Ein Anadolu-Korrespondent zitierte Augenzeugen, die bestätigten, dass die israelischen Militärfahrzeuge auf das Gebiet der „Eastern Garage“ und in die Nähe der Al-Awda-Moschee im Zentrum von Rafah vorrückten. Die Zeugen fügten hinzu, dass der Vormarsch der israelischen Armee unter schwerem israelischen Artilleriebeschuss auf Rafah stattfand.

Sowohl die drohende Ausweitung des Kriegs zwischen Israel und dem Libanon als auch die Intensivierung der Bodenangriffe im Gazastreifen entlarven den Waffenstillstandsplan von Präsident Biden als reine Täuschung. Dass es keine Einigung gibt, wurde daran besonders deutlich, dass weder die israelische Regierung noch die Hamas einen Waffenstillstandsplan unterstützten.

Wie der nationale Sicherheitsberater des Weißen Hauses, Jake Sullivan, am Dienstag gegenüber Reportern erklärte, warteten die Vermittler noch immer auf eine Antwort der Hamas.

Reuters zitierte einen ungenannten US-Beamten mit den Worten, Biden habe es für wichtig gehalten, die Details öffentlich darzulegen, damit die ganze Welt den Inhalt des Vorschlags sehen könne, auch wenn niemand zugestimmt habe.
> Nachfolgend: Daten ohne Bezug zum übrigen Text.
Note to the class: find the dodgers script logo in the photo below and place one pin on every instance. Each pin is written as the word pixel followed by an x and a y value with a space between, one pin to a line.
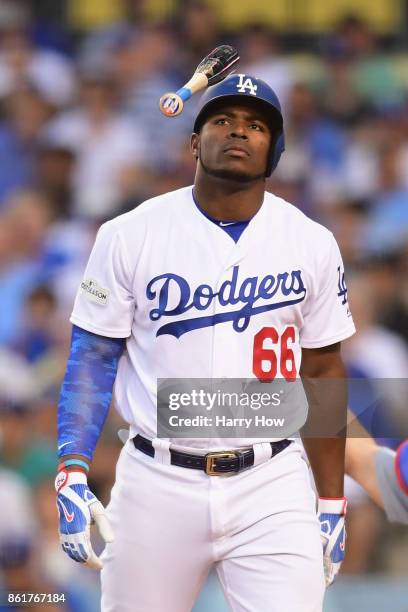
pixel 174 296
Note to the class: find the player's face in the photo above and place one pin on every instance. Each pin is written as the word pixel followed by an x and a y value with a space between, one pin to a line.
pixel 234 143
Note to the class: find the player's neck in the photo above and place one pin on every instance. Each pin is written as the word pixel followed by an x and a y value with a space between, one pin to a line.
pixel 228 200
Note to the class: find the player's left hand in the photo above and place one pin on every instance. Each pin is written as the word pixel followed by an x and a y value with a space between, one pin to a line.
pixel 401 466
pixel 331 514
pixel 78 508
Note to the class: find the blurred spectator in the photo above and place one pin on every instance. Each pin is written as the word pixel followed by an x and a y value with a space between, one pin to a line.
pixel 146 65
pixel 20 63
pixel 315 149
pixel 387 227
pixel 198 29
pixel 38 331
pixel 109 149
pixel 373 77
pixel 20 137
pixel 261 53
pixel 54 177
pixel 26 218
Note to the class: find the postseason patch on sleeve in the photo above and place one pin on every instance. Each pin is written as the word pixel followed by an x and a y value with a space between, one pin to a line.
pixel 95 292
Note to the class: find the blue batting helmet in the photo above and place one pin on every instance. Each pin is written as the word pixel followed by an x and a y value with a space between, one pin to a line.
pixel 237 86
Der Historiker Thomas Alan Schwartz von der Vanderbilt University erklärte gegenüber Reuters: „Damit bediente sich Biden einer Taktik, die er in seiner jahrzehntelangen Laufbahn als Politiker schon öfter angewandt hat: Er kündigt öffentlich eine Vereinbarung an, in der Hoffnung, die Parteien voranzubringen“ – obwohl es in Wirklichkeit nie eine Vereinbarung gab.